Is managed identity available to create IoT Hub client to avoid Azure Active Directory app and secret

Question

I am using below nuget package <PackageReference Include="Microsoft.Azure.Management.IotHub" Version="4.2.0" /> and trying to create IotHubClient.

I have registered one application with AAD and giving permission with IoT Hub instance and using below code to generate the IoT Hub client,

private async Task<IotHubClient> GetIotHubClient()  
    {  
        var authContext = new AuthenticationContext("https://login.microsoftonline.com/XXXXXXXXXXXX");  
        var credential = new ClientCredential(Configuration["AAD-APP-Client-ID", "AAD-APP-Client-Secret"));  
        var token = await authContext.AcquireTokenAsync("https://management.core.windows.net/", credential);  
  
        if (token == null) return null!;  
  
        var credentials = new TokenCredentials(token.AccessToken);  
        var client = new IotHubClient(credentials)  
        {  
            SubscriptionId = "my-SubscriptionId"  
        };  
  
        return client;  
    }  

It's works and I am able to create IoT hub client to talk with it.

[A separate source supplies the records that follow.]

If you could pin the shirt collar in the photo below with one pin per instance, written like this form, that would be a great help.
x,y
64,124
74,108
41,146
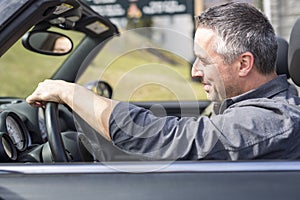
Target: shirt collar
x,y
267,90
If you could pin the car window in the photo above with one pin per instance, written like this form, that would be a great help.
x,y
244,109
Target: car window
x,y
21,70
139,69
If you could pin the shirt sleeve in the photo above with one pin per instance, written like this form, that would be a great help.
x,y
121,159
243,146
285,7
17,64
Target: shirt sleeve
x,y
136,130
244,132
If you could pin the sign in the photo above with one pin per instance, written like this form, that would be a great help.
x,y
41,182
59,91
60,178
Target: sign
x,y
139,8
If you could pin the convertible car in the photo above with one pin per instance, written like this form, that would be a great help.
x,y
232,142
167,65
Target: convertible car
x,y
52,153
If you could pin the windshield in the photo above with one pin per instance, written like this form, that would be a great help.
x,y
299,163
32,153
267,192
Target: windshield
x,y
21,70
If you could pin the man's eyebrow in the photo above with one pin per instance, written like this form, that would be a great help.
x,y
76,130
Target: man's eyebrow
x,y
203,58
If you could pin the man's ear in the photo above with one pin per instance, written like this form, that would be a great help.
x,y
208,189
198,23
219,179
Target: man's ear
x,y
246,63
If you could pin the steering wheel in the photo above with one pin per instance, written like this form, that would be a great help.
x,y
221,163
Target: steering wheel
x,y
53,131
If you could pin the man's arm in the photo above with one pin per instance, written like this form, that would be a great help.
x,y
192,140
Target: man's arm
x,y
94,109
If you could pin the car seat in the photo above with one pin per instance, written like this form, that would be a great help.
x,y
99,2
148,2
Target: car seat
x,y
294,53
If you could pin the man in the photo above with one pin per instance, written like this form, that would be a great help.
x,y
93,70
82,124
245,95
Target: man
x,y
257,113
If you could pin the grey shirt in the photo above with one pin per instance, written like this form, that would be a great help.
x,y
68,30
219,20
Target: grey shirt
x,y
261,124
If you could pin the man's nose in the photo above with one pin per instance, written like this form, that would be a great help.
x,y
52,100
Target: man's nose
x,y
197,72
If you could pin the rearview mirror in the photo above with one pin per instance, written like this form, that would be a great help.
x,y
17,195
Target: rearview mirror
x,y
48,42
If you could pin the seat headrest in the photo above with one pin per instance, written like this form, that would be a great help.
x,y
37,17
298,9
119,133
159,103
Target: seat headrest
x,y
282,57
294,53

Question is, is this the only way to prepare IoTHub client, can some means of managed identity available so that I don't need to main AAD app and their secret's ?

Answer 1

Hello @@IamCoder ,

In general, the solution you use is the right solution to get access to the IoT Hub for API functionality.

See also this blog post and this blog post where a similar approach is used for the REST API:

az login  
az ad sp create-for-rbac -n "testaccount"  

Normally this is provided by an administrator who has access to the production environment. So there is a boundary between programming and service management.

As far as I know, it's not possible to skip it and using eg. the IoT Hub connection string (supporting the right policies).